Un petit signe graphique qui fait sens

Sur la programmation du Roots Picnic à Philadelphie, prévu le 30 mai, son nom apparaît désormais avec un tréma : JAŸ‑Z. Le changement n'est pas resté cantonné à une affiche. Le tréma a aussi été ajouté à sa fiche artiste sur plusieurs plateformes de streaming comme YouTube, Spotify, Apple Music et Tidal.

Son nom civil reste Shawn Carter, mais ce retour au tréma semble vouloir renvoyer à ses origines. Les pochettes de ses premiers disques, notamment son album de 1996 Reasonable Doubt et ses premiers singles, comportaient déjà ce type de signe diacritique.

Un jeu de ponctuation un peu routinier

Ce n'est pas la première fois que Jay joue avec sa ponctuation. En 2013, il avait expliqué dans l'interview Big Boy's Neighborhood qu'il avait enlevé le trait d'union parce que c'était une chose d'une autre époque. Il a aussi dit avoir retiré auparavant des trémas qu'il avait sur certaines lettres.

Quelques années plus tard, pour l'album 4:44 en 2017, le trait d'union est revenu et le nom a été présenté en majuscules. L'équipe de l'artiste avait alors résumé le changement comme une façon de remettre la marque en place.

Et la famille dans tout ça ?

Jay n'est pas avare d'anecdotes sur les prénoms de ses enfants. Pour sa fille aînée, Blue Ivy, il a raconté que le surnom avait d'abord été Blueberry. À force d'appeler la petite ainsi, le « berry » a été supprimé et c'est resté Blue. Blue Ivy a aujourd'hui 13 ans.

Quant aux jumeaux, Rumi et Sir, aujourd'hui âgés de 7 ans, leurs noms ont aussi une logique personnelle : Rumi pour le poète qu'ils apprécient, et Sir parce que le garçon serait arrivé en ayant un port particulier, une sorte de manière distinguée qui a inspiré son prénom.
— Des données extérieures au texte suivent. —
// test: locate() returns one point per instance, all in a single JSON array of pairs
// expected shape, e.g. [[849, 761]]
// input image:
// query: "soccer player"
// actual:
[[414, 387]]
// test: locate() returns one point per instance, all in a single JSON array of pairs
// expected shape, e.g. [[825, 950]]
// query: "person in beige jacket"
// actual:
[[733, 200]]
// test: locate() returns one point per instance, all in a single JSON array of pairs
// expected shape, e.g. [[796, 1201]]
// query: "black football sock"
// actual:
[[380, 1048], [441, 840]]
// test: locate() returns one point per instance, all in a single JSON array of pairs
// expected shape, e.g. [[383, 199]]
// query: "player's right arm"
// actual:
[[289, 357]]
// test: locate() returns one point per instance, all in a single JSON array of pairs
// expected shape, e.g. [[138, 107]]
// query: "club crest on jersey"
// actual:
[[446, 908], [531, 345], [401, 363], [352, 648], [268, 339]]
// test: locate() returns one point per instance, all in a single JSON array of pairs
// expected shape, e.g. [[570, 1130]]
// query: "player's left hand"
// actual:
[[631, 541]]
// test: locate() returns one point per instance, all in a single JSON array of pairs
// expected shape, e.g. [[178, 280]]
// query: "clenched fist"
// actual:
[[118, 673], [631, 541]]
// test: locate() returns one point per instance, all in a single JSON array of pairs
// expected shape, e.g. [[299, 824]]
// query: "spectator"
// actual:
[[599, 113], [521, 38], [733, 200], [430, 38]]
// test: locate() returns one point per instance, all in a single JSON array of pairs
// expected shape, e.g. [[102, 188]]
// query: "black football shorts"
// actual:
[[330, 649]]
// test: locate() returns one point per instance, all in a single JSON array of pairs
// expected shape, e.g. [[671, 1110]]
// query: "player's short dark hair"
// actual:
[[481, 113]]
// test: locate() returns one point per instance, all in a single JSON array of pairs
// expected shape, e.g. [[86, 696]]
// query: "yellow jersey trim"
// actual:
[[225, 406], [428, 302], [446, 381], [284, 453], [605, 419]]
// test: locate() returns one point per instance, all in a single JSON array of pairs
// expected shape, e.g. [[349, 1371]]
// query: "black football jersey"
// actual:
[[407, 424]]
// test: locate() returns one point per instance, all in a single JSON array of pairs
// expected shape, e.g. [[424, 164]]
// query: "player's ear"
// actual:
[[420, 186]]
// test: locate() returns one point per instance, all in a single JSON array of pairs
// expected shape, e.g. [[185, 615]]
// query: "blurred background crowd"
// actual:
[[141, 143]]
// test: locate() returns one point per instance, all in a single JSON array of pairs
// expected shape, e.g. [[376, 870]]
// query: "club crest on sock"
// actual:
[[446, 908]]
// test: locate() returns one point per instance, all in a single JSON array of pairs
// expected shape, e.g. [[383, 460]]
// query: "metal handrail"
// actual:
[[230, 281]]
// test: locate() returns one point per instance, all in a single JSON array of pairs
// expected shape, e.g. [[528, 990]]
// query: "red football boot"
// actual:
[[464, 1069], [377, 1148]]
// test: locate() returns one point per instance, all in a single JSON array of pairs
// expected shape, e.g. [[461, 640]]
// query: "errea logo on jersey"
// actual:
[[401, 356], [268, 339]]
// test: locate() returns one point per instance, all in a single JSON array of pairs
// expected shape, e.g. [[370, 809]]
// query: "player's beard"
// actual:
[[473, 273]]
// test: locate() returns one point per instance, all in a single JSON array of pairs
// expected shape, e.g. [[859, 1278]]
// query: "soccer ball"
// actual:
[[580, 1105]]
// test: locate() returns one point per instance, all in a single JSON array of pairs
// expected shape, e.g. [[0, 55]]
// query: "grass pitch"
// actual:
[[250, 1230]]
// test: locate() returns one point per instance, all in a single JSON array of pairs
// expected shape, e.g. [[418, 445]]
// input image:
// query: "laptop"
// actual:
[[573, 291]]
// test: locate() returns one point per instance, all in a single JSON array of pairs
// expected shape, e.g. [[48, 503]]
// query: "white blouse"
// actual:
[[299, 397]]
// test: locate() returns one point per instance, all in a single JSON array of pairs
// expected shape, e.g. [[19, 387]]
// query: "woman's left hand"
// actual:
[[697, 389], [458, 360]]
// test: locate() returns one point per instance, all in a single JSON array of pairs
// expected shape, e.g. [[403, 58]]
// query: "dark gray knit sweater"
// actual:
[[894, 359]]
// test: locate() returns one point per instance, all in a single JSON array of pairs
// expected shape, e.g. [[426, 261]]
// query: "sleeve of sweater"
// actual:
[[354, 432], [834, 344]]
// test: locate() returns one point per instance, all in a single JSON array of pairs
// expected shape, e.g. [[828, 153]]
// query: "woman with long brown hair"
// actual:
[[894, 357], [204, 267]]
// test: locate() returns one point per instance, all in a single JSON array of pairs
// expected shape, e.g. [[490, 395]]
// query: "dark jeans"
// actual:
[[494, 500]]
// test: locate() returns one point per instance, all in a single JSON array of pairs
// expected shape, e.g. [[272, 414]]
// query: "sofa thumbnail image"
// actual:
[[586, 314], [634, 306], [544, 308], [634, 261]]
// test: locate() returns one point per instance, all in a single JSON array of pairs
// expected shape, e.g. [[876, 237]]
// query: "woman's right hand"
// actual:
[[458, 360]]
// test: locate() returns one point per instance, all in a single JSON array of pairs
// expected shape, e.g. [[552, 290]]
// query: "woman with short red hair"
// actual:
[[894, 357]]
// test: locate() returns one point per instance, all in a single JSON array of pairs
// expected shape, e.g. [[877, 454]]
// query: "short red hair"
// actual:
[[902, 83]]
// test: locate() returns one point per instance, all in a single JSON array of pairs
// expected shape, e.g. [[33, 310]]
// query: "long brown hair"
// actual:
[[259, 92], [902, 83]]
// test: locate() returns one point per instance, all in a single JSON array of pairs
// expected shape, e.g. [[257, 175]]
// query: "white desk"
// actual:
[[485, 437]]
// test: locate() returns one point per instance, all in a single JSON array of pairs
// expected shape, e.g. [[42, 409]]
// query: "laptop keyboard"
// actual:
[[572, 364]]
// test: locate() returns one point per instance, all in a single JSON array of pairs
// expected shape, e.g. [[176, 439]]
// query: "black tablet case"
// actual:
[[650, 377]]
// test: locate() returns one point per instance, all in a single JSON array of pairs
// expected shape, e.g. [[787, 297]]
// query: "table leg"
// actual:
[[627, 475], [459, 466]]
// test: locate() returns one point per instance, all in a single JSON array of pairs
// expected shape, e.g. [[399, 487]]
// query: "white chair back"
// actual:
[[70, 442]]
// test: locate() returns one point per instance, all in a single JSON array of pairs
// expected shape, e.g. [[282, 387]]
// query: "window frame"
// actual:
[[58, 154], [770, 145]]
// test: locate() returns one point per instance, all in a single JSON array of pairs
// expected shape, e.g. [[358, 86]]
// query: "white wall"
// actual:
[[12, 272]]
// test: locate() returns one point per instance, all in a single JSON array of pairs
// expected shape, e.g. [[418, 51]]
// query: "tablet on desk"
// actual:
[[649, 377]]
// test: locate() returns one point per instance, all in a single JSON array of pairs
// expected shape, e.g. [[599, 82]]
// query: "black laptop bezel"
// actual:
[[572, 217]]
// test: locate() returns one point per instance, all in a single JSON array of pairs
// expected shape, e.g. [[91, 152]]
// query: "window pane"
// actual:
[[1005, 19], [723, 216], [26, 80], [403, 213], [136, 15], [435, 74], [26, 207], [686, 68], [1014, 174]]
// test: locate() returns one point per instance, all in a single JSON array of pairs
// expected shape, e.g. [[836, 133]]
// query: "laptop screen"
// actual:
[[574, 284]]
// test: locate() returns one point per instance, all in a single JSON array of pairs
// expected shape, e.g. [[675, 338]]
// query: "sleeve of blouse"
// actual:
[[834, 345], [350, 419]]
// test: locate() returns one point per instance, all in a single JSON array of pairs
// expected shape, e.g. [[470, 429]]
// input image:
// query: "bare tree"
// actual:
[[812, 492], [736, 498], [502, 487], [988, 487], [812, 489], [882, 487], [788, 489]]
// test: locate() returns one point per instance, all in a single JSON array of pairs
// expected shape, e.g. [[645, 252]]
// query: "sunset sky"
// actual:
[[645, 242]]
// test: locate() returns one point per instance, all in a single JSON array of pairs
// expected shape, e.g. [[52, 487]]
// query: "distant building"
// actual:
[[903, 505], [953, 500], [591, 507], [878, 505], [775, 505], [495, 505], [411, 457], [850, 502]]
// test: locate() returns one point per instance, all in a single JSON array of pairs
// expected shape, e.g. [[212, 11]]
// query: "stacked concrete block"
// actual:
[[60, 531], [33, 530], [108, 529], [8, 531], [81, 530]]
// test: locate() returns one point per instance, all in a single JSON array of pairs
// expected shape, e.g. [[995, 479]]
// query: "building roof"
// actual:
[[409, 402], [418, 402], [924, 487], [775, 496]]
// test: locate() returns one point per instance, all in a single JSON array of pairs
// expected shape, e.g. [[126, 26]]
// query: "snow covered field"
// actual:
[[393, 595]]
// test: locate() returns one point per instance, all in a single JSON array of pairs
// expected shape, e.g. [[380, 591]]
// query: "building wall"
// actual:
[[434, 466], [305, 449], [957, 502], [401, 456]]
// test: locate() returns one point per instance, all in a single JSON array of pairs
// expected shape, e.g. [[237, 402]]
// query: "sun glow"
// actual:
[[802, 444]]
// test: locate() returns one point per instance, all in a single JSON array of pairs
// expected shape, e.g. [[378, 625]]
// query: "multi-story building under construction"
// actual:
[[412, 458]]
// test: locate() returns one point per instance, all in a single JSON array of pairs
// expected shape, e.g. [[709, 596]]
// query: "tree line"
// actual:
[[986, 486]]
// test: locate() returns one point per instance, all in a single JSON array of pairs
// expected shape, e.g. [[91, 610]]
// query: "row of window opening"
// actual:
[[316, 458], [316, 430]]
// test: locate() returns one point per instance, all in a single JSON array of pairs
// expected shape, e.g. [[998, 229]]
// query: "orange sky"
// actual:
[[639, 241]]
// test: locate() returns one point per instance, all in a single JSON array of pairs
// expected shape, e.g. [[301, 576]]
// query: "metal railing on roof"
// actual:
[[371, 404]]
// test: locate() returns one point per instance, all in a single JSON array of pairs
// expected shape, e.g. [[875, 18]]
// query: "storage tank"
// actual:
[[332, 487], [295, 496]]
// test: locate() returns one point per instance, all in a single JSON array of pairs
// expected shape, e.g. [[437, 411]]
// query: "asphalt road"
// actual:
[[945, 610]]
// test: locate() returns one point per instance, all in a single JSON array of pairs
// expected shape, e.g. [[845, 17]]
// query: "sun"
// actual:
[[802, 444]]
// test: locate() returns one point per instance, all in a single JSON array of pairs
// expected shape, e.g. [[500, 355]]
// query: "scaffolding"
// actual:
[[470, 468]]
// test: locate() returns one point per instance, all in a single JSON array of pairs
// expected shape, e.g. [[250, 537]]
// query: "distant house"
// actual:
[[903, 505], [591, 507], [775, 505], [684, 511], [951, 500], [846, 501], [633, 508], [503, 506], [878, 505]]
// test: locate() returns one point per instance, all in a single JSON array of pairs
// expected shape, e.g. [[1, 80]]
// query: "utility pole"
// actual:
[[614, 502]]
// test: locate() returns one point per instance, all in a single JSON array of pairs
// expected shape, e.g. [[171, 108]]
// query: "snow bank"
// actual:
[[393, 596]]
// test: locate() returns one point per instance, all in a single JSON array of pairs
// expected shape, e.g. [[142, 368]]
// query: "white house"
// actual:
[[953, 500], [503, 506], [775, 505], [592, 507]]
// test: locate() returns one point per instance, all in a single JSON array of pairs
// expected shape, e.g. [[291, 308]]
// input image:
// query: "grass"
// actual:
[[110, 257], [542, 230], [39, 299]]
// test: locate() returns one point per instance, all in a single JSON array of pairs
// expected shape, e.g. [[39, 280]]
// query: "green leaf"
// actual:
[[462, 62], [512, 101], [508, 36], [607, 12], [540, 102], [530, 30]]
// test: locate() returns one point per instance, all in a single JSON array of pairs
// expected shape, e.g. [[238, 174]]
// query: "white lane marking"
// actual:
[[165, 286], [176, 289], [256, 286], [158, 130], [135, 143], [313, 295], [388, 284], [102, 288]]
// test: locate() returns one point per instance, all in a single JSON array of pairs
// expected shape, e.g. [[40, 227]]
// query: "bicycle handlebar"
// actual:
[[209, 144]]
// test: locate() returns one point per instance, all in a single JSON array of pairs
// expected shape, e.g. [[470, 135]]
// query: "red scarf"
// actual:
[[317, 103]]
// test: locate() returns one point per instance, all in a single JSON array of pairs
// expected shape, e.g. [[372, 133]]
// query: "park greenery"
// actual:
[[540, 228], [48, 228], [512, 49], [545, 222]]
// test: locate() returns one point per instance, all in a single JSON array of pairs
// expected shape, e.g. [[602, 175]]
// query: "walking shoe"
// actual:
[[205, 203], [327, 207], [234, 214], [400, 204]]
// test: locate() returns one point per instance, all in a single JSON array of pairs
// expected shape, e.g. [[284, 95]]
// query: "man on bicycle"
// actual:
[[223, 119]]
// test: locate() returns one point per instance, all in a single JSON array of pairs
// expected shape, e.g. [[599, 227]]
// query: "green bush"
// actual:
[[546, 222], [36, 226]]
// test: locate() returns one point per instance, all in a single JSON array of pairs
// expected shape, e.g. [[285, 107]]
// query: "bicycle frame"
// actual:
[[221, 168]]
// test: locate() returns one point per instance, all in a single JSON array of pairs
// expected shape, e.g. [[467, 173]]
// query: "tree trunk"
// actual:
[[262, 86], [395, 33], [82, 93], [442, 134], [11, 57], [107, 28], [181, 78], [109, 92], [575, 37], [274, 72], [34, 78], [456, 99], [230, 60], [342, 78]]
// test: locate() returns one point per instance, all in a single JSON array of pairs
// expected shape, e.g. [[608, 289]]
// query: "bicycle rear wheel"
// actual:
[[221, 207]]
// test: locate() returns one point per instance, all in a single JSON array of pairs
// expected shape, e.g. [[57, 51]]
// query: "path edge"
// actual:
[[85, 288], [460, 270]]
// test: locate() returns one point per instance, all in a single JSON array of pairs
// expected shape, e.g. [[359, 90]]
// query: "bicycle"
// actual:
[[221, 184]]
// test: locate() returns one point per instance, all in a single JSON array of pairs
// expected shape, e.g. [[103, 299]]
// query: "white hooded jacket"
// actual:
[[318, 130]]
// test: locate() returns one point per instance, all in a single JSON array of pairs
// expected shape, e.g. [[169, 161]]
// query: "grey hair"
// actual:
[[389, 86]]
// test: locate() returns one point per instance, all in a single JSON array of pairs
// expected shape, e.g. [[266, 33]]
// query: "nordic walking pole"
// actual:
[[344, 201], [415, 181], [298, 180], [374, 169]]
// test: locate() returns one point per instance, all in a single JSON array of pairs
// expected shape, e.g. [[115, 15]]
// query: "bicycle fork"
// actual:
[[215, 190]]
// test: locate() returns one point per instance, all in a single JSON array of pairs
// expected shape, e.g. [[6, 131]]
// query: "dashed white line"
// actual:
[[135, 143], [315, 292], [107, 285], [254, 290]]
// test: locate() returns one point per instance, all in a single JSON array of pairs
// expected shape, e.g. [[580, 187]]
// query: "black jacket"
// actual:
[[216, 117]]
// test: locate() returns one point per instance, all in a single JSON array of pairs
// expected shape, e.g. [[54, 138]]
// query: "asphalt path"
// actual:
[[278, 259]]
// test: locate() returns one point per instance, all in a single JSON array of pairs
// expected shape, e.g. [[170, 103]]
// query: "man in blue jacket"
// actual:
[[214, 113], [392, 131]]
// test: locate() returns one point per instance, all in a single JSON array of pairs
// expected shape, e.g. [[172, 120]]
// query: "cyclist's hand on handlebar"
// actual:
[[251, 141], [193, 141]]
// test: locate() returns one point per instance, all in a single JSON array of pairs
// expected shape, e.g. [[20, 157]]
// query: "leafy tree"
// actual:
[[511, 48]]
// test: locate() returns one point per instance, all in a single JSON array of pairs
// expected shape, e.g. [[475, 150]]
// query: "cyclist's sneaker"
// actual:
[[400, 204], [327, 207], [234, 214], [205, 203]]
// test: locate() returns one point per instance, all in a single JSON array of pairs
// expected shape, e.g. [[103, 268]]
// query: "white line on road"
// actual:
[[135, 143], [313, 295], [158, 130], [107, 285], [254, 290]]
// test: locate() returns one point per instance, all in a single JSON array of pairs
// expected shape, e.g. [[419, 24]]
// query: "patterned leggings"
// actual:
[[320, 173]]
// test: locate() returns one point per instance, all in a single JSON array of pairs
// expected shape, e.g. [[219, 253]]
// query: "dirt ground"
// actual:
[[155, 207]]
Chacun sa stratégie de nom

Jay n'est pas le seul à bricoler son identité publique. De nombreuses célébrités adoptent un nom de scène pour des raisons artistiques, pratiques ou familiales. Quelques exemples :

  • Post Malone vient de son vrai nom Austin Richard Post, mais il a transformé son patronyme en nom de scène.
  • Frances Anderson est le nom de scène adopté par l'ancienne Aubrey Anderson‑Emmons pour marquer sa transition vers la musique.
  • Elle et Dakota Fanning ont choisi leurs prénoms du milieu pour la scène.
  • Kat Dennings a fait le choix d'un nom plus court et plus percutant très tôt.
  • Cardi B est née Belcalis Almanzar et a construit sa marque autour d'un surnom familier.

Bref, que ce soit un tréma, un trait d'union ou un surnom d'enfance, le nom public reste un outil. Parfois c'est une stratégie marketing, parfois un hommage personnel. Dans le cas de Jay, on dirait que c'est un peu des deux.

Résultat : JAŸ‑Z continue d'évoluer, tout comme sa musique et sa vie de famille. Et pour ceux qui se demandent si un signe diacritique change l'artiste, la réponse tient en trois mots simples : il fait ce qu'il veut.